Дверь отворилась, вошел брат, и в комнате резко за­пахло дегтем.

—  Сумерничаете, старушки? — подойдя к печи, он внимательно оглядел нас и недовольно свел к переносью белесые, выгоревшие на солнце брови. Скуластое, обветренное лицо его в сумерках избы казалось темным и хмурым. Видимо, страх и страдание все еще были на наших лицах, потому что брат обеспокоенно спросил: — Чего стряслось?

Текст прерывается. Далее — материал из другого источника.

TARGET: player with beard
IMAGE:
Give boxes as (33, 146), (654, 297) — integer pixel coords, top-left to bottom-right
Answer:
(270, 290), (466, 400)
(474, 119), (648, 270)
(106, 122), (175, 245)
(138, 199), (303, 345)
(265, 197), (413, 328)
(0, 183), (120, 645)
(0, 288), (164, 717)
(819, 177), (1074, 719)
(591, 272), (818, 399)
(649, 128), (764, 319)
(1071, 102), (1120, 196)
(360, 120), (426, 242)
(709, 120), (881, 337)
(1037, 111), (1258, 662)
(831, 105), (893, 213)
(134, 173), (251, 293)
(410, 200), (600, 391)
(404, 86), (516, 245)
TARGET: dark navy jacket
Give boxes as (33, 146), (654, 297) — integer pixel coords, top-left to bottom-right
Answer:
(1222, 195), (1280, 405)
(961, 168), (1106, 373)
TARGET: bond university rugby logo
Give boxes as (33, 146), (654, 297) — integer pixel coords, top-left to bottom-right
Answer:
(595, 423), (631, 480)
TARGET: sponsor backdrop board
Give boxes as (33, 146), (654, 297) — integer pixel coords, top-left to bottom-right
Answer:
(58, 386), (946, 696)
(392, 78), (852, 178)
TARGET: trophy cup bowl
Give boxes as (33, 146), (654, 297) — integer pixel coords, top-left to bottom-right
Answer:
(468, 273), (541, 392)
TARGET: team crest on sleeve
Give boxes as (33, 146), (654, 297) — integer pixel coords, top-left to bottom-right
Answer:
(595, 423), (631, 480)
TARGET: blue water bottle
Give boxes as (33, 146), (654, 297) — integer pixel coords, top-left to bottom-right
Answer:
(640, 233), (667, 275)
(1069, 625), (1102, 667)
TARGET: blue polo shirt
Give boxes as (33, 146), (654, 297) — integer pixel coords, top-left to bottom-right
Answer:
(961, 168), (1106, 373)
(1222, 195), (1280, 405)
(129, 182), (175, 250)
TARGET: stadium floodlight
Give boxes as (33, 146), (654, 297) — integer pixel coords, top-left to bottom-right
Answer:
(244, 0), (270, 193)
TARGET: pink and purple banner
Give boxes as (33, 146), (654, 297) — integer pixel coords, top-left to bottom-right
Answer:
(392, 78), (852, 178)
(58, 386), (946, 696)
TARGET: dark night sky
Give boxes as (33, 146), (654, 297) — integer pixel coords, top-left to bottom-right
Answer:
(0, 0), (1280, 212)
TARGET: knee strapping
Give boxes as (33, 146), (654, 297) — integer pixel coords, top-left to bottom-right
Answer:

Мы начали было рассказывать о Шайхуле, но Толя перебил:

—  Знаю уже. Баба Настя лепешки вам в кухонном шкафу оставляла. Подкрепитесь малость до ужина. — Он снял с печи просохшие табачные стебли, принес из чулана деревянное корытце, сечку и, сев на лавку, начал рубить табак.

Мы слезли с печи, нашли в шкафу холодные картофельные лепешки и стали их есть.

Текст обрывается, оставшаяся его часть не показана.